I am 6'1'' and 210lbs and am considering several bikes, including some carbon, but I've looked at the Solano and find it very appealing. Unfortunately, none of the local lbs has one to try!

Some of the reviews (there aren't many) say it's a good bike and yet I keep hearing that 'the brottom bracket is a noodle', or 'not stiff enough for bigger riders'. Does anyone here have an opinion?

I like the Solano because of it's understated looks, the durability/low maintenance of Ti, and the group - Shimano 10 speed on the 2005 model. But I'm very wary of getting an overcooked noodle!

Other bikes I'm considering: the new Giant TCR (1 or 0), Scott TCR1, and perhaps even a good ole' Cannondale optimo frame that seems to be recommended by a lot of people.

thanks!


----------



## hooo_ah (Nov 5, 2004)

A Litespeed dealer told me that the Solano is the same frame as a 2003 and earlier Tuscany. Check out the reviews for those Tuscanys.


----------



## Cycledelic (Nov 16, 2004)

hooo_ah said:


> A Litespeed dealer told me that the Solano is the same frame as a 2003 and earlier Tuscany.
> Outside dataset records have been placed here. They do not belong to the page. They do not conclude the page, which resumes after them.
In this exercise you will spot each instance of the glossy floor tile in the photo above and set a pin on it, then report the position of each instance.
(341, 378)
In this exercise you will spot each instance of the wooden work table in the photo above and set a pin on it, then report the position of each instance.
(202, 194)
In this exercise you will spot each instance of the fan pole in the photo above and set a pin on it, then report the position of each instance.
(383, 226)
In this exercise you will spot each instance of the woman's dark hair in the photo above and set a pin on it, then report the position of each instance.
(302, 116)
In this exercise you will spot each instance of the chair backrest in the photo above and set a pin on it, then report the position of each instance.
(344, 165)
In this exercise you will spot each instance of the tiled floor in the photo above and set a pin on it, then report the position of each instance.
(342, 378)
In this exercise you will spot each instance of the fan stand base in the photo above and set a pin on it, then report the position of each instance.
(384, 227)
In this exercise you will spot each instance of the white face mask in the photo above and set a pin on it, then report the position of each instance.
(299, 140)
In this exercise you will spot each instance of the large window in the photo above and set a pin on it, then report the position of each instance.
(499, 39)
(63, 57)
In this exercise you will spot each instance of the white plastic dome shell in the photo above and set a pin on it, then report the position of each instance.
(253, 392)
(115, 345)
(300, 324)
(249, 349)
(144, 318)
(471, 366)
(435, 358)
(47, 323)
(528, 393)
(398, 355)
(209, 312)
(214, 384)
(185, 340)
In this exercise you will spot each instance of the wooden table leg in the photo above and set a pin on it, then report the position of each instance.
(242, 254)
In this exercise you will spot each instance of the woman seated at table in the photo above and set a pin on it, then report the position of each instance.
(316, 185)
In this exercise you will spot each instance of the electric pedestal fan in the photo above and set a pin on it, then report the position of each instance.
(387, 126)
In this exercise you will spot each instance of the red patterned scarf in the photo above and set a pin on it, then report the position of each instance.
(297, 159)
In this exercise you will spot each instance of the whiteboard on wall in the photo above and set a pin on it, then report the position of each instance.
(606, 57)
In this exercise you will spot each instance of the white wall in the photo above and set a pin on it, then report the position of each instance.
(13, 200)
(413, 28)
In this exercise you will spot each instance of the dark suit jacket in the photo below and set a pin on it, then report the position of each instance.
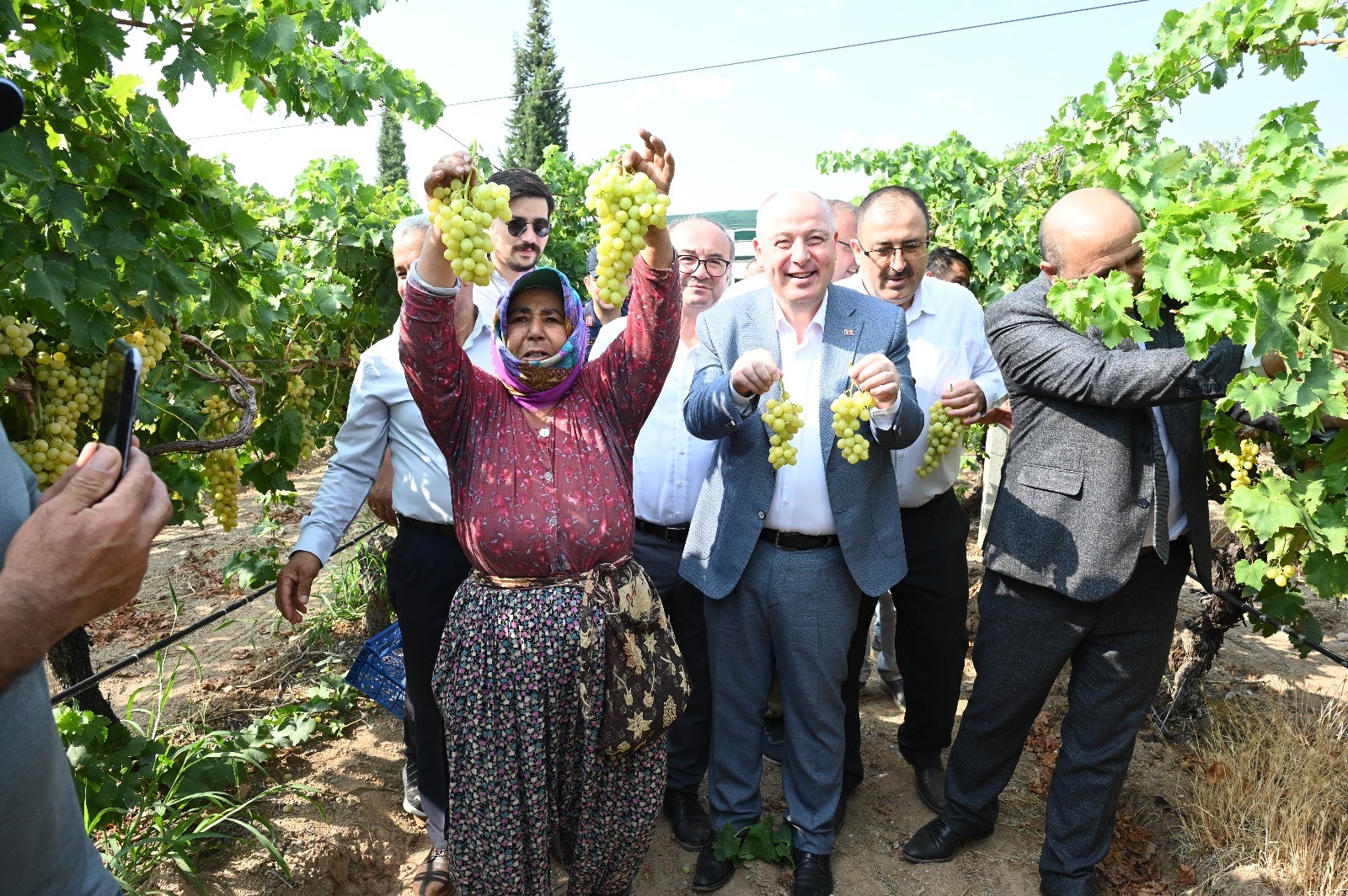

Check out the reviews for those Tuscanys.



Will do! - thanks for the tip!


----------



## twowheelstex (Sep 7, 2005)

*solano*



Cycledelic said:


> I am 6'1'' and 210lbs and am considering several bikes, including some carbon, but I've looked at the Solano and find it very appealing. Unfortunately, none of the local lbs has one to try!
> 
> Some of the reviews (there aren't many) say it's a good bike and yet I keep hearing that 'the brottom bracket is a noodle', or 'not stiff enough for bigger riders'. Does anyone here have an opinion?
> 
> ...


I have a 05 Solano...the frame is very stiff...and the ride is smooth...i cannot speak for the bb


----------